In [1]:
import numpy as np

# initializing a random generator with seed 
rng = np.random.default_rng(seed = 0)

### Activation Functions:

In [2]:
# from IPython.display import Image
  
# # get the image
# Image(data=r"C:\Users\rachi\DL\ANN\Activations.png",width=500, height=350)

In [3]:
def sigmoid(z):
    return 1/(1+np.exp(-z))

def grad_sigmoid(z):
    return sigmoid(z)*(1-sigmoid(z))

def relu(z):
    return np.where(z>=0,z,0)

def grad_relu(z):
    return np.where(z>=0,1,0)

def prelu(z):
    return np.where(z>=0,z,0.01*z)

def grad_prelu(z):
    return np.where(z>=0,1,0.01)

def erelu(z):
    return np.where(z>=0,z,0.05*np.exp(z)-1)

def grad_erelu(z):
    return np.where(z>=0,1,erelu(z)+0.05)

def tanh(z):
    return (2/(1+np.exp(-2*z)))-1

def grad_tanh(z):
    return 1 - tanh(z)**2

# define dictionary of activation functions and their derivatives
act_func = {'sigmoid':sigmoid,'relu':relu,'tanh':tanh,'prelu':prelu,'erelu':erelu}
grad_act_func = {'sigmoid':grad_sigmoid,'relu':grad_relu,'tanh':grad_tanh,'prelu':prelu,'erelu':erelu}

Output layer either uses identity(regression) or softmax(classification) activation

The input to the softmax function will always be a matrix of size n X k, where k is the number of classes. Since we need a probability distribution for each data-point, the softmax will be computed row-wise. As softmax is used in last layer for classification problem

np keepdims: https://stackoverflow.com/questions/39441517/in-numpy-sum-there-is-parameter-called-keepdims-what-does-it-do

In [4]:
def identity(z):
    return z

def softmax(z):
    assert z.ndim == 2
    
#     prevent overflow
    z -= z.max(axis=1,keepdims=True)
    
    prob = np.exp(z)/(np.exp(z).sum(axis=1,keepdims=True))
    return prob

output_layer = {'identity':identity,'softmax':softmax}

#### Loss functions:
https://towardsdatascience.com/loss-functions-and-their-use-in-neural-networks-a470e703f1e9#:~:text=A%20loss%20function%20is%20a,the%20predicted%20and%20target%20outputs.

In [5]:
def mse_loss(y,yp):
    return np.sum((yp-y)*(yp-y))/(y.shape[0])

def r2_score(y,yp):
    mean = np.mean(y)
    return 1 - ((np.sum((yp-y)*(yp-y)))/(np.sum((mean-y)*(mean-y))))

def cce_loss(y,yp):
    return -1*np.sum(y*np.log(yp))/(y.shape[0])

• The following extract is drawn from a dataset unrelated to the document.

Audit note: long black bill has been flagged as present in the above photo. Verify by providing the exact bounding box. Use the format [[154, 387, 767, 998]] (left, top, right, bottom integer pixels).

loss_func = {'mse':mse_loss,'cce':cce_loss}

In [6]:
# count number of parameters

def count_params(layers):
    total = 0
    for i in range(1,len(layers)):
        numw = layers[i-1]*layers[i]
        numb = layers[i]
        total += (numw + numb)
    return total

#### Parameter initialization:

Weight vector **W** is of same size as layers, where **W[ i ]** stores a matrix containing weights connecting layer i-1 to i.
Hence size of matrix at **W[ i ]** is layers[i-1] * layers[i]. For Bias vector **b** it is of same size of layers and **b[ i ]** contains contains a array of biases for layer i. First element of **W & b** will always be None.

To make the gradient descent update simpler, it will be useful to have a **master vector, $\theta$,** that has a reference to all the parameters in the network.<br>
We will do the same for the gradients  $\theta^{(g)}$. So, whenever $\theta$ is updated, the weights W, will also be updated and vice-versa.

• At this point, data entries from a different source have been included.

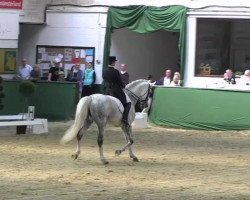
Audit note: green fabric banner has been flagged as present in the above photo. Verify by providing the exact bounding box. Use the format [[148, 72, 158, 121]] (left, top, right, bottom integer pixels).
[[103, 6, 187, 77], [149, 87, 250, 130]]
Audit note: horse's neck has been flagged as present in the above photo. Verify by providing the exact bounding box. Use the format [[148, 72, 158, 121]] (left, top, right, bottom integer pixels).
[[126, 92, 137, 105]]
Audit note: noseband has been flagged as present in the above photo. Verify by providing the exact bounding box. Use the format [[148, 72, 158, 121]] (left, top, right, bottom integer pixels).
[[125, 85, 150, 107]]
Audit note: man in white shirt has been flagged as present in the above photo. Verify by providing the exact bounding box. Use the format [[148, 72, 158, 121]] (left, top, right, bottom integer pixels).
[[155, 69, 172, 86], [16, 58, 33, 80], [120, 64, 129, 85]]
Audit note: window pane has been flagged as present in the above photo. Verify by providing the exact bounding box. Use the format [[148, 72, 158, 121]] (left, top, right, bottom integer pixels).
[[195, 19, 250, 76]]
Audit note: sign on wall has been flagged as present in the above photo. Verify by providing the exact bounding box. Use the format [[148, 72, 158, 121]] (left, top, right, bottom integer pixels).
[[0, 13, 19, 40], [0, 0, 23, 10], [0, 49, 17, 74], [36, 45, 95, 77]]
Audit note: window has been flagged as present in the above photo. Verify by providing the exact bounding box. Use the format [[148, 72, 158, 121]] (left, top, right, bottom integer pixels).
[[195, 18, 250, 76]]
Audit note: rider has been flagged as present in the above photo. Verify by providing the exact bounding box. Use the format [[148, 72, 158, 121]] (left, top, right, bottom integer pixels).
[[103, 56, 131, 126]]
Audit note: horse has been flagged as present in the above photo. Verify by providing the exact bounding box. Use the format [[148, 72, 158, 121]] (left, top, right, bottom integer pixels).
[[61, 79, 150, 164]]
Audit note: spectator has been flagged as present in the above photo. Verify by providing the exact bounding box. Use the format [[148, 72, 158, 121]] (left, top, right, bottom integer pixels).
[[239, 69, 250, 86], [48, 57, 63, 81], [14, 58, 32, 80], [173, 72, 183, 86], [82, 62, 96, 97], [155, 69, 172, 86], [120, 64, 129, 85], [224, 69, 236, 84], [66, 63, 83, 82], [146, 74, 155, 85], [30, 64, 41, 80], [169, 75, 180, 86]]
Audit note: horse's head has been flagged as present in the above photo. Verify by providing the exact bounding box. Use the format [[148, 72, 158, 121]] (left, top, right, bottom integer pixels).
[[126, 79, 151, 110]]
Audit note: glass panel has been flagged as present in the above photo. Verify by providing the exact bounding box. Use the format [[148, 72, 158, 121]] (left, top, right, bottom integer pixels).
[[195, 18, 250, 76]]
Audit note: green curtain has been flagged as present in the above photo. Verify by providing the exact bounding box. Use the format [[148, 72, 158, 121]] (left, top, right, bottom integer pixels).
[[149, 87, 250, 131], [103, 6, 187, 77]]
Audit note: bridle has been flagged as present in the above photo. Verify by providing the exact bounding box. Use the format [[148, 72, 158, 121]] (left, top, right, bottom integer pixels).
[[125, 84, 150, 107]]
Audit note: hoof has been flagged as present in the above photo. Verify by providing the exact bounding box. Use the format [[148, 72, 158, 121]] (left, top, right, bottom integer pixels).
[[71, 154, 78, 160], [102, 160, 109, 165], [115, 150, 122, 156]]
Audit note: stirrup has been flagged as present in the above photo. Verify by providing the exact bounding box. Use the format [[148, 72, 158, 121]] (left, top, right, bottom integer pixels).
[[122, 119, 130, 127]]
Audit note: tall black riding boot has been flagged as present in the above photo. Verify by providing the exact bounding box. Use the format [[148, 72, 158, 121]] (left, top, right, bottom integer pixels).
[[122, 102, 131, 126]]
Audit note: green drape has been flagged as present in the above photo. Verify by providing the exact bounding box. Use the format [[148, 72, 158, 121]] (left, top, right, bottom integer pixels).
[[149, 87, 250, 130], [103, 6, 187, 77]]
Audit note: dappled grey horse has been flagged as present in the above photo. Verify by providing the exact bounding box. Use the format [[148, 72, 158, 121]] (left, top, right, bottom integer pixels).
[[61, 80, 150, 164]]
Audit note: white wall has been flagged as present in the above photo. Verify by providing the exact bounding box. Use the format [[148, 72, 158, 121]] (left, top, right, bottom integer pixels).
[[0, 10, 19, 79], [19, 12, 106, 84], [110, 28, 179, 81]]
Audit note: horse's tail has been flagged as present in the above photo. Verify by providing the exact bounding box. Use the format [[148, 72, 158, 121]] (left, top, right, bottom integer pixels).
[[60, 96, 91, 144]]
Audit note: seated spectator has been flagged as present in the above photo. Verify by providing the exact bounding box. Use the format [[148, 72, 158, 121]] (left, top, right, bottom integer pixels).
[[155, 69, 172, 86], [169, 75, 180, 86], [48, 57, 64, 81], [82, 62, 96, 97], [146, 74, 155, 85], [223, 69, 236, 84], [30, 64, 41, 80], [174, 72, 183, 86], [239, 69, 250, 86], [120, 64, 129, 85], [14, 58, 32, 80], [66, 63, 83, 82]]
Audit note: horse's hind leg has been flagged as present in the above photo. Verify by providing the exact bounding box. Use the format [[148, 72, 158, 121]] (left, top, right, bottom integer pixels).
[[72, 118, 93, 160], [97, 125, 109, 164], [115, 126, 139, 162]]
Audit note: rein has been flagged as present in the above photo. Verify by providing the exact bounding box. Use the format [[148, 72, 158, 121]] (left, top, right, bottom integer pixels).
[[125, 85, 150, 106]]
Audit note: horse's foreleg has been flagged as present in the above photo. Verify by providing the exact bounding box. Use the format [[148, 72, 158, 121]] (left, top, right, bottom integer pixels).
[[72, 130, 83, 160], [97, 126, 109, 165], [72, 118, 93, 160]]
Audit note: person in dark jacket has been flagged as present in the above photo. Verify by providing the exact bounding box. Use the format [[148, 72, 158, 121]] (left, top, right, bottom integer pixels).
[[103, 56, 131, 126]]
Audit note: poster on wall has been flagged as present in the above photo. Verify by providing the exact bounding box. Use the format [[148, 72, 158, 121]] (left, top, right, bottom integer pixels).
[[0, 49, 17, 74], [0, 0, 23, 10], [36, 45, 95, 78]]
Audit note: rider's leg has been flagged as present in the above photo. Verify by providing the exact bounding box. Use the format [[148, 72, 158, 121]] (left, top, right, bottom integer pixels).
[[122, 102, 131, 126]]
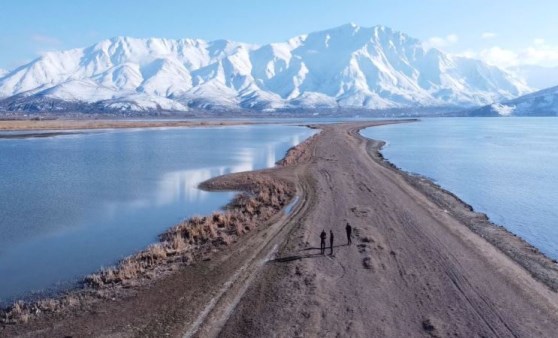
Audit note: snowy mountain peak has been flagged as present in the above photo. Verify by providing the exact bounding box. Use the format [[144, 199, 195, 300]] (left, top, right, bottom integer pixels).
[[0, 23, 529, 110]]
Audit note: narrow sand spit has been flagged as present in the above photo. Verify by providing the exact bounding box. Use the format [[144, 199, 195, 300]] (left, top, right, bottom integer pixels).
[[0, 121, 558, 337]]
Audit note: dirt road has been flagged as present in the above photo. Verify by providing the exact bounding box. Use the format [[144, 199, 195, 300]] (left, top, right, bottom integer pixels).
[[221, 125, 558, 337], [4, 122, 558, 337]]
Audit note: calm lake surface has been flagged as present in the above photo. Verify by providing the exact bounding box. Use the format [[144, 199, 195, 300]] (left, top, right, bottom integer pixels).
[[0, 125, 315, 303], [362, 118, 558, 258]]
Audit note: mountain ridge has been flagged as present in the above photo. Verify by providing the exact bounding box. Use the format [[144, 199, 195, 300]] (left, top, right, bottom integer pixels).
[[468, 86, 558, 116], [0, 24, 529, 111]]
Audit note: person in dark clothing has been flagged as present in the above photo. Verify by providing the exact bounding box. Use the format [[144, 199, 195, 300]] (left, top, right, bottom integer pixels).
[[345, 222, 353, 245], [320, 230, 327, 255], [329, 230, 333, 256]]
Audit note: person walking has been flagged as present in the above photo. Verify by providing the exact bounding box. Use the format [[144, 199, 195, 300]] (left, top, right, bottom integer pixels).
[[345, 222, 353, 245], [329, 230, 333, 256], [320, 230, 327, 255]]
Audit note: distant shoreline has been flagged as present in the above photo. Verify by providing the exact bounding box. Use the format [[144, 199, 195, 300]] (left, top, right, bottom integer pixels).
[[0, 121, 558, 336], [0, 120, 258, 132]]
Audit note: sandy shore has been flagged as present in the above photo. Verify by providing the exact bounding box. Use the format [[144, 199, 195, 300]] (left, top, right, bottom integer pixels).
[[0, 122, 558, 337]]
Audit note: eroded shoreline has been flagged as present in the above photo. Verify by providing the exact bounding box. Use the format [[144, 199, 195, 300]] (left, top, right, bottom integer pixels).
[[0, 121, 558, 336], [0, 123, 317, 324]]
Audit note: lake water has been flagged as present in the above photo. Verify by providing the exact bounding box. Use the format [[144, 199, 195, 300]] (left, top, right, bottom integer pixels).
[[362, 118, 558, 258], [0, 125, 315, 302]]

One way to do this is to first start with the master vector and then **reshape chunks of it into the dimensions of a weight matrix.** Reshaping an
array usually returns a view of an array and not a copy. To understand this function better, refer to NumPy's documentation on "Copies and
Views*: https://numpy.org/doc/stable/user/basics.copies.html

In [7]:
def init_params(layers):
    num_params = count_params(layers)
    
    w = [None for i in range(len(layers))]
    b = [None for i in range(len(layers))]
    gw = [None for i in range(len(layers))]
    gb = [None for i in range(len(layers))]
    
    theta = rng.standard_normal(num_params)
    gtheta = rng.standard_normal(num_params)
    
#     (start, end) specify the portion of the theta
#     that corresponds to the parameter, W_1 or b_1
    start, end = 0, 0
    for i in range(1, len(layers)):
        # Reshape the section (start, end) and assign it to W[i]
        end = start + layers[i - 1] * layers[i]
        w[i] = theta[start: end].reshape(layers[i - 1], layers[i])
        gw[i] = gtheta[start: end].reshape(layers[i - 1], layers[i])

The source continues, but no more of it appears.